Now, after two years of selling Chloe + Isabel, and finally becoming cash flow positive in the past month, I thought I’d share some of my “lessons learned” so far:
Carry business cards always
When you become a Chloe + Isabel merchandiser, it becomes all you wear and transforms you into a walking billboard for your business. At the bar, grocery store, brunch, I’ve received compliments on pieces from friends and strangers alike. Seize the opportunity to turn these spontaneous moments into sales by carrying business cards in your purse, wristlet, or wallet always. You can order cards directly through Red Stamp,
Less jewelry, more lookbooks…
In the beginning I was buying pieces that I wanted for myself, and pieces that I thought would sell well. What I’ve come to experience from hosting a few popups, however, is that my guests don’t really decide what they’re going to get based on whats on display. Instead they usually take one look over what’s laid out and then spend the majority of time going through the lookbook. So make sure you have enough copies for each attendee, and instead of burning money on pieces that are only going to be for display, prioritize ones that you like and are going to wear!
… but not too many lookbooks!
The hype around lookbook release is real. But the reality is that I have *so many* copies of older lookbooks because I’d order more than I’d end up giving out. Especially at popups, even if people place orders they tend to leave the lookbook behind. Therefore I would suggest only buying lookbooks for customers that you know are going to take and make use of them, and have enough on hand to facilitate a popup knowing that the majority can be reused for multiple popups, especially if you provide a sheet for guests to write down the item numbers of their favorite pieces instead of marking the book.
End up with a stack of old lookbooks like I did? Consider repurposing them using an “old lookbook” sticker to catch new clients in public spaces.
Invest in a good stamp
One of the best investments I made with my commission $$ was purchasing an ink stamp with my logo and website. I use it on the back of lookbooks, envelopes for thank you cards, and other customer gifts. It looks far more polished than hand-writing your information, and makes your business appear legitimate and professional. There are many artists on Etsy that can custom design and make one for you.

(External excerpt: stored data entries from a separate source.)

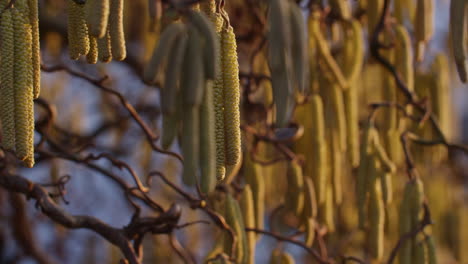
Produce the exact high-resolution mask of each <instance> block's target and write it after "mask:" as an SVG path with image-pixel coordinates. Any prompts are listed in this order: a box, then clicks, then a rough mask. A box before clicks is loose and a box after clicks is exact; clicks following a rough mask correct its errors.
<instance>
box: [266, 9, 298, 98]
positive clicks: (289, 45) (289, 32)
mask: <svg viewBox="0 0 468 264" xmlns="http://www.w3.org/2000/svg"><path fill="white" fill-rule="evenodd" d="M288 4H289V2H288V1H286V0H272V1H270V3H269V13H268V25H269V28H268V36H267V38H268V41H269V42H268V43H269V44H268V45H269V48H268V50H269V64H270V69H271V70H272V71H280V70H284V69H287V67H288V66H290V65H284V57H290V55H291V54H290V53H291V38H290V37H289V36H290V35H291V25H290V23H291V20H290V13H289V6H288ZM290 88H292V87H290ZM284 89H286V87H285V88H284Z"/></svg>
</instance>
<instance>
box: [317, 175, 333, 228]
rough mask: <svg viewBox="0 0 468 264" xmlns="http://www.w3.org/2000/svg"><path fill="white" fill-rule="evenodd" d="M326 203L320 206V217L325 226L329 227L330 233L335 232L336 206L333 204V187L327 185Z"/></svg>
mask: <svg viewBox="0 0 468 264" xmlns="http://www.w3.org/2000/svg"><path fill="white" fill-rule="evenodd" d="M326 192H327V193H326V197H325V203H324V204H322V205H320V209H319V212H320V213H319V217H320V221H321V222H322V224H323V225H325V226H326V227H327V230H328V232H329V233H333V232H335V211H334V210H335V206H334V204H333V187H332V186H331V184H328V185H327V190H326Z"/></svg>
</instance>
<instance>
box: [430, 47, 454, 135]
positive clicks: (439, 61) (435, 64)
mask: <svg viewBox="0 0 468 264" xmlns="http://www.w3.org/2000/svg"><path fill="white" fill-rule="evenodd" d="M431 73H432V76H433V77H434V79H433V81H432V85H431V86H430V89H431V99H432V100H431V103H432V104H431V108H432V111H433V113H434V114H435V116H436V117H437V121H438V122H439V126H440V129H441V130H442V132H444V134H445V135H446V136H448V137H450V136H449V134H450V132H451V130H452V129H451V127H450V119H451V114H450V102H451V101H452V100H451V98H450V92H451V91H450V76H449V75H450V73H449V63H448V60H447V57H446V56H445V55H443V54H438V55H437V56H436V57H435V60H434V63H433V65H432V67H431Z"/></svg>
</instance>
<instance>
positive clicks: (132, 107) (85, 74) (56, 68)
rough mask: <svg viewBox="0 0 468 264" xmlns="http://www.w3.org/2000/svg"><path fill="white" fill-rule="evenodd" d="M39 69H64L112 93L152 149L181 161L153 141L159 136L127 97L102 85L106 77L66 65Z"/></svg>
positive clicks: (47, 66)
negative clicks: (138, 112) (132, 118)
mask: <svg viewBox="0 0 468 264" xmlns="http://www.w3.org/2000/svg"><path fill="white" fill-rule="evenodd" d="M41 69H42V71H44V72H57V71H65V72H67V73H69V74H70V75H72V76H75V77H77V78H80V79H83V80H85V81H87V82H88V83H90V84H93V85H94V87H96V88H98V89H100V90H102V91H103V92H106V93H109V94H112V95H114V96H116V97H117V98H118V99H119V101H120V103H121V105H122V106H123V107H124V108H125V109H126V110H127V111H128V113H129V114H130V115H131V116H132V118H133V119H134V120H135V121H136V123H137V124H138V126H139V127H140V128H141V129H142V131H143V132H144V134H145V135H146V138H147V140H148V143H149V144H150V145H151V147H152V149H154V150H155V151H157V152H159V153H162V154H167V155H169V156H172V157H175V158H177V159H178V160H179V161H181V162H182V161H183V158H182V156H180V155H179V154H177V153H175V152H172V151H166V150H163V149H161V148H160V147H158V146H157V145H156V144H155V143H154V142H155V141H156V140H158V139H159V136H157V135H155V134H154V133H153V131H151V129H150V128H149V127H148V125H147V124H146V123H145V121H143V119H142V118H141V117H140V115H139V114H138V113H137V111H136V110H135V108H134V107H133V106H132V105H131V104H130V102H128V101H127V99H126V98H125V97H124V96H123V95H122V94H121V93H119V92H118V91H116V90H113V89H111V88H108V87H106V86H104V84H103V82H104V81H105V80H106V79H107V78H106V77H105V78H101V79H94V78H92V77H90V76H88V75H86V74H84V73H81V72H77V71H75V70H73V69H70V68H69V67H67V66H66V65H55V66H45V65H41Z"/></svg>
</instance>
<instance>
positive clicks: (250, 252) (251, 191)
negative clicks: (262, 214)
mask: <svg viewBox="0 0 468 264" xmlns="http://www.w3.org/2000/svg"><path fill="white" fill-rule="evenodd" d="M240 207H241V209H242V212H243V214H242V215H243V217H244V218H243V219H244V224H245V227H250V228H255V208H254V207H255V206H254V201H253V194H252V188H250V185H248V184H247V185H245V187H244V192H243V194H242V198H241V200H240ZM246 236H247V245H248V247H247V248H246V252H247V255H248V259H247V262H245V264H254V263H255V243H256V236H255V232H246Z"/></svg>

Use an online bookkeeping tool
For a short while I mentally wrote my spending off as startup costs and didn’t worry too much about it. Then, once I sat down and added up the numbers, I realized I was approaching a point where my “investment” into the business would take a significant amount of time to pay off at the rate I was selling–oops! To increase my visibility and accountability around the numbers, I started entering my purchases and commission in the online bookkeeping app, Wave. It gave me the clarity I needed to set earning goals: first for breaking even, then for achieving the $5,000 sales milestone!